Inside a brightly-painted East LA building, twelve young men and women, mostly Latino, sit at long tables, each wearing large headphones and gazing attentively at a laptop. Speaking energetically in Spanish or in English, with both excitement and confidence, this phone bank team will have over 150 conversations with voters in under an hour.
This is what transformative change looks like. Over the course of the California Alliance’s March Civic Engagement Program, Inner City Struggle (ICS) – an East LA youth organizing group — contacted over 10,000 voters. Since last Fall, they have had over 20,000 conversations – an unprecedented feat for the organization. ICS, along with the other 18 community-based organizations that comprise the California Alliance, have collectively spoken to over 330,000 voters. This past few months’ newfound capacity dwarfs the Alliance’s previous efforts –when reaching 40,000 voters was considered a victory–and demonstrates the potential of this first-of-its kind civic engagement strategy.
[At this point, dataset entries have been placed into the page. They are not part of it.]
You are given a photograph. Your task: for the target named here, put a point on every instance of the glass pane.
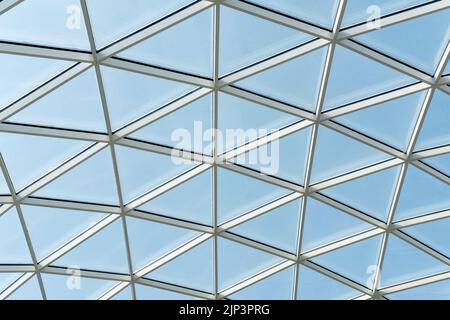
(91, 181)
(434, 234)
(150, 240)
(50, 228)
(434, 291)
(371, 194)
(391, 122)
(191, 200)
(159, 168)
(247, 194)
(354, 77)
(186, 47)
(188, 128)
(104, 251)
(59, 287)
(13, 247)
(83, 112)
(275, 287)
(435, 130)
(324, 224)
(296, 82)
(114, 19)
(277, 228)
(238, 262)
(46, 22)
(132, 95)
(403, 262)
(356, 262)
(357, 11)
(28, 157)
(317, 12)
(285, 158)
(28, 291)
(192, 269)
(22, 74)
(313, 285)
(241, 121)
(150, 293)
(246, 39)
(336, 154)
(421, 194)
(441, 163)
(418, 42)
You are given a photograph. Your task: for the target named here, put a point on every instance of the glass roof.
(185, 149)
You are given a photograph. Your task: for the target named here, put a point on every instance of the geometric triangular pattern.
(419, 42)
(295, 82)
(324, 224)
(403, 262)
(247, 39)
(83, 112)
(371, 194)
(118, 123)
(193, 54)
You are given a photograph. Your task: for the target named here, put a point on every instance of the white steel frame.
(324, 38)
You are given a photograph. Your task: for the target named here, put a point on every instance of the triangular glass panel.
(131, 95)
(50, 228)
(403, 262)
(371, 194)
(13, 247)
(285, 158)
(21, 74)
(237, 262)
(419, 42)
(357, 261)
(277, 228)
(28, 291)
(296, 82)
(337, 154)
(104, 251)
(391, 122)
(275, 287)
(441, 163)
(193, 269)
(90, 181)
(354, 77)
(150, 293)
(321, 13)
(188, 128)
(313, 285)
(421, 194)
(247, 194)
(59, 287)
(247, 121)
(124, 294)
(79, 111)
(433, 291)
(186, 46)
(191, 200)
(28, 157)
(435, 130)
(434, 234)
(48, 23)
(151, 240)
(246, 39)
(325, 224)
(114, 19)
(362, 11)
(141, 171)
(8, 278)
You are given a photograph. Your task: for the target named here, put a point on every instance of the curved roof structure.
(224, 149)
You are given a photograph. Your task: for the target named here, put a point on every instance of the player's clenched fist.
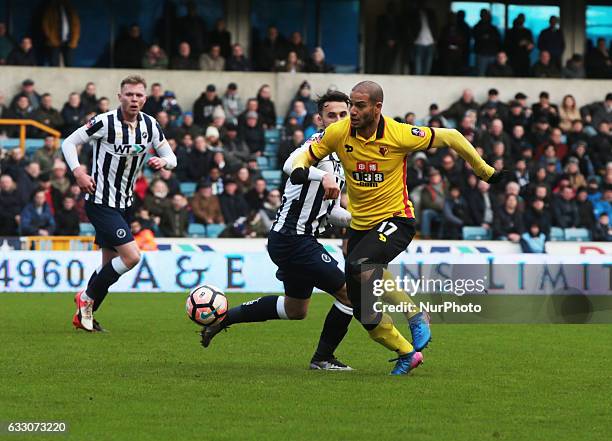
(331, 187)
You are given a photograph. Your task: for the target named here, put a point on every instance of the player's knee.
(132, 259)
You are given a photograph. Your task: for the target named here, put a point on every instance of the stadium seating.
(188, 188)
(213, 230)
(476, 233)
(577, 234)
(556, 234)
(196, 230)
(86, 229)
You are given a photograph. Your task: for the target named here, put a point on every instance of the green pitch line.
(149, 379)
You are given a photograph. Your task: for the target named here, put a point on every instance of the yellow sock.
(397, 297)
(387, 335)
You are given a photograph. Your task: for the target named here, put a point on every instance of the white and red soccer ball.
(206, 305)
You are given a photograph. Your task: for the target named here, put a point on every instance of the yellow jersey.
(375, 168)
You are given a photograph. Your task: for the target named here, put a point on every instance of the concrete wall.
(402, 93)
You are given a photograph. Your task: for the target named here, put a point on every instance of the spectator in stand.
(266, 108)
(73, 114)
(253, 134)
(237, 61)
(432, 203)
(602, 232)
(144, 236)
(213, 60)
(184, 60)
(565, 212)
(508, 222)
(452, 46)
(545, 109)
(533, 240)
(27, 89)
(61, 28)
(103, 105)
(11, 203)
(232, 103)
(6, 44)
(458, 109)
(519, 44)
(598, 61)
(291, 64)
(130, 48)
(205, 105)
(235, 147)
(586, 214)
(22, 110)
(574, 68)
(47, 115)
(188, 127)
(23, 55)
(538, 213)
(36, 218)
(568, 112)
(67, 219)
(192, 29)
(200, 160)
(455, 214)
(487, 42)
(175, 218)
(153, 105)
(221, 36)
(545, 67)
(500, 67)
(88, 98)
(233, 205)
(316, 63)
(271, 50)
(205, 206)
(155, 58)
(551, 40)
(257, 195)
(572, 171)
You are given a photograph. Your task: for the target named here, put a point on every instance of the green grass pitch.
(149, 379)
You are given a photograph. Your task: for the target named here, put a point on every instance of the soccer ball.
(206, 305)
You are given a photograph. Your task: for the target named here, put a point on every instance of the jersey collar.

Achieving scale was a top goal of the November 2009 and March 2010 programs. They were test-drives for the coalition’s state-of-the-art, high-tech predictive dialing system and dynamic precinct walk programs by grassroots leaders across the state.
The November and March tests were the first steps towards the Alliance goal of identifying and mobilizing a base of 500,000 voters who support progressive tax reform. From the March test, the Alliance has learned a number of lessons about the voters it is trying to motivate and their orientation towards taxation:
- The youth of ICS’s community phone bank team matches key trends: 61% and 55% of contacted voters ages 18 to 24 and 25 to 34, respectively, support progressive tax reform. Motivating young voters is a critical component to achieving systemic change in California.
- The Alliance has expanded rapidly into traditionally “red” areas of the state and the March results are proof. In these “shifting” areas, 42% of voters say they’re in favor of reform. While not a majority, 42% is a substantive constituency to organize.
- There is still much work to be done, but the outlook is promising. 50% of voters support progressive tax reform while just 11% are opposed.
With lessons from the March program in hand, the Alliance began its first get-out-the-vote program late in May. This is the first program based around an election – the June 8th primary – and has challenged anchor organizations to meet the demands of a tight election calendar. The June campaign will test the Alliance’s ability to turn out new and occasional voters to the polls in low-income communities across the state. Setting up, scaling up, and honing an electoral apparatus now prepares Alliance groups for tipping the scales towards tax reform in the future.